9:30 am to 10:30 am
Gates-Hillman Center 8102
Abstract
In this talk I will start with state estimation as my PhD work. Very often, state estimation plays a crucial role in a robotic system serving as a building block for autonomy. Challenges are to carry out state estimation in 6-DOF, in real-time at high frequencies, with high precision, robust to aggressive motion and environmental changes. The proposed state estimation method leverages range, vision, and inertial sensing. Then, I will discuss more recent work regarding autonomous navigation of lightweight UAVs in cluttered environments. For collision avoidance and exploration, the work involves a fast planner which is based on an efficient representation of the environment. The talk will finish with the latest results from the DARPA Subterranean Challenge project.
Biography
Ji Zhang is postdoctoral fellow at the Robotics Institute of CMU. He received his PhD degree in Feb. 2017. His PhD research focused on ego-motion estimation and mapping.
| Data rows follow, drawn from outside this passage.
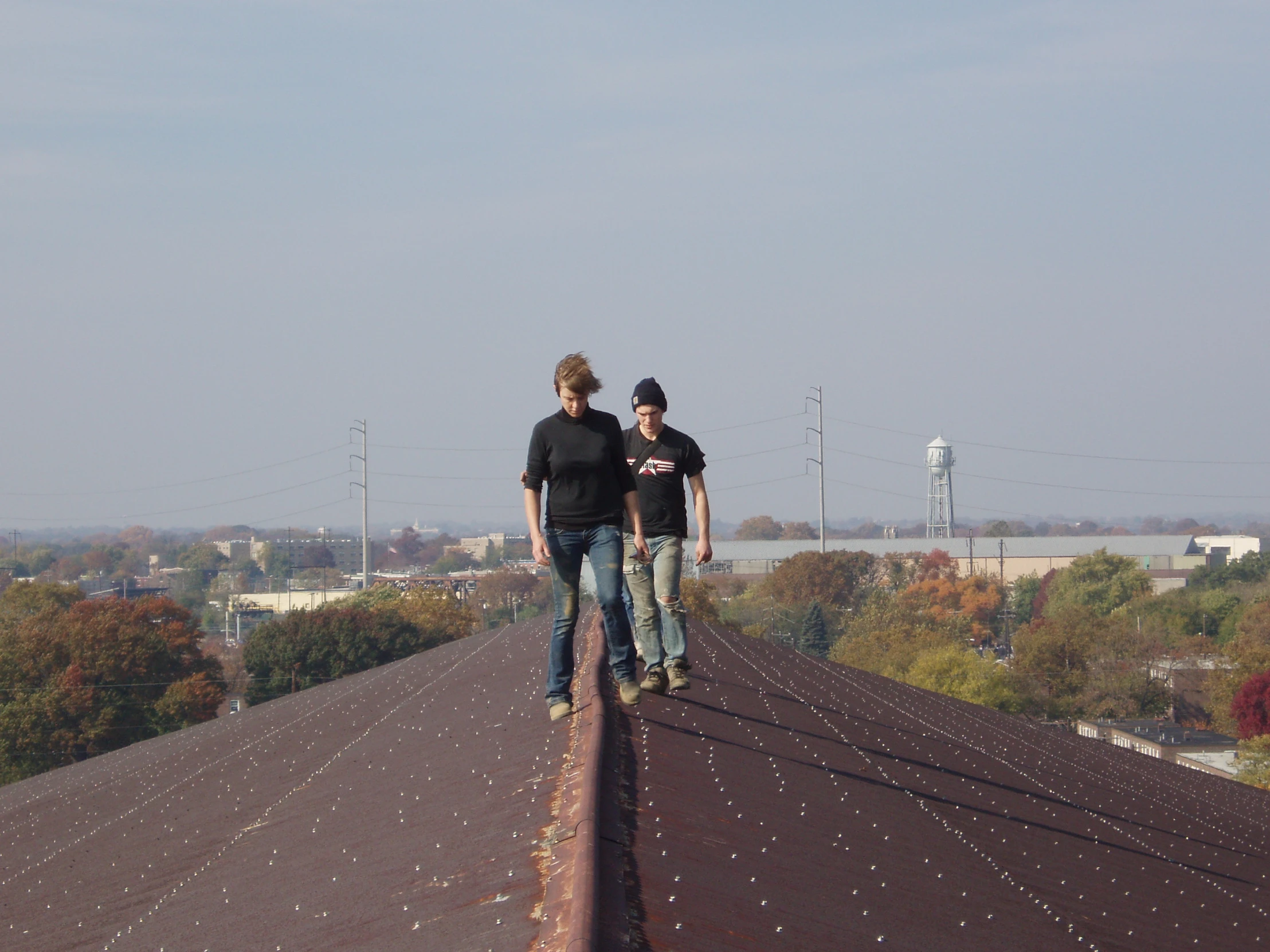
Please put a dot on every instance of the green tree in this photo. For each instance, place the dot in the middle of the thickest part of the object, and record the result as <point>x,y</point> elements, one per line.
<point>837,579</point>
<point>814,638</point>
<point>27,598</point>
<point>963,674</point>
<point>1254,762</point>
<point>307,648</point>
<point>97,676</point>
<point>1022,593</point>
<point>275,560</point>
<point>1100,582</point>
<point>700,600</point>
<point>759,527</point>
His method is ranked #1 on the odometry leaderboard of the internationally well-known KITTI Vision Benchmark, and won the Microsoft Indoor Localization Competition in 2016 and 2017. His recent work expanded to collision avoidance and exploration of aerial vehicles. Ji Zhang was founder and Chief Scientist of Kaarta, a CMU spin-off commercializing 3D lidar mapping and 3D modeling technologies as the outcome of his research work.